Tough Gig

Tough Gig

According to several sources Christopher Kaplan who was running Sanofi (NYSE: SNY) diabetes franchise has already been reassigned. This marks the second major management shuffle at Sanofi diabetes following the recent beheading of Pascale Witz. Although we have yet to see any mention of this recent beheading sources indicate that Sanofi executives received this news via email.

The question now becomes what next? Or put another way who will be crazy enough to take this position.

Although Diabetic Investor does not have intimate knowledge of what Mr. Kaplan was trying to accomplish, the general consensus was his main focus was “right-sizing” the organization to reflect the new realities of this struggling franchise. Hence the reason Sanofi employees gave him the nickname Chainsaw Kaplan.

Now we have no idea what our wine drinking friends will do next and quite frankly we’re not sure it matters much. The reality is this franchise is in complete disarray, morale which we didn’t think could get worse has done just that. To say that this franchise has become a rudderless ship with no sense of direction is a vast understatement. Hey at least the Titanic had a captain at the helm after it hit the iceberg and unlike this franchise it did have a sense of direction – straight down to the bottom of the ocean.

The question isn’t so much when this franchise will completely implode rather how much capital will Sanofi waste before this happens. Olivier to his credit had the decency to end the MannKind (NASDAQ: MNKD) partnership before it became a capital sinkhole. Also to his credit he recognizes that the franchise must be “right-sized” to reflect current market dynamics.

On the flipside however Olivier has fallen into the same trap as his predecessor trying to buy/partner his way out of this mess. It would be one thing if these partnerships had the potential to deliver a blockbuster but that just isn’t the case. The reality is even if these offerings make it to the market they are nothing more than me-too copycat drugs which in Sanofi tradition will come late to the market.
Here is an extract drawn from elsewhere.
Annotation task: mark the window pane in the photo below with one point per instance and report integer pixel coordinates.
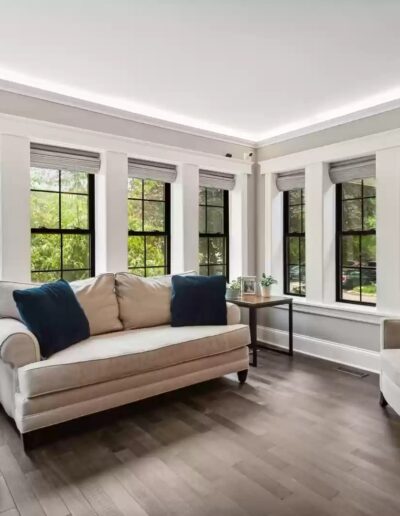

What Olivier should do now is convince Serge that it’s time to sell this franchise while he still can. That soon Basaglar, the biosimilar version of Lantus from Lilly (NYSE: LLY) will be available in the US. Explain that Toujeo, which was supposed to replace Lantus, isn’t doing all that well. He should then apologize for spending millions so that LixiLan would get an expedited review, acknowledge that even if approved it will never live up to expectations.

Yet on the flipside he can assure Serge that given this is the wacky world of diabetes the greater fool theory is alive and very well. That yep, as bad as they have managed this franchise there is likely someone who believes they can do a better job. Even better they will pay handsomely for the privilege. Heck we’ll even allow Olivier to quote his favorite publication and mention to Serge that this is the wacky world of diabetes where anything can and usually does happen even when it makes no sense whatsoever.

We’ll even go a step further as we would recommend Olivier have this conversation along with a fine bottle, or two, perhaps three of wine. After consulting with our beautiful wine consultant we’re not sure exactly what type of wine goes with some humble pie. At first we thought we thought a nice buttery Chardonnay would do the trick. Then again given the bold nature of such a move we thought about a big and bold Cabernet. Yet even that may not work so just to be absolutely sure that Serge gets good and hammered we’d recommend some Makers Mark as a nightcap.

Take our word for it Olivier it’s well worth the hangover, something that will eventually pass with time. Unlike the continual hangover you would have by keeping this franchise.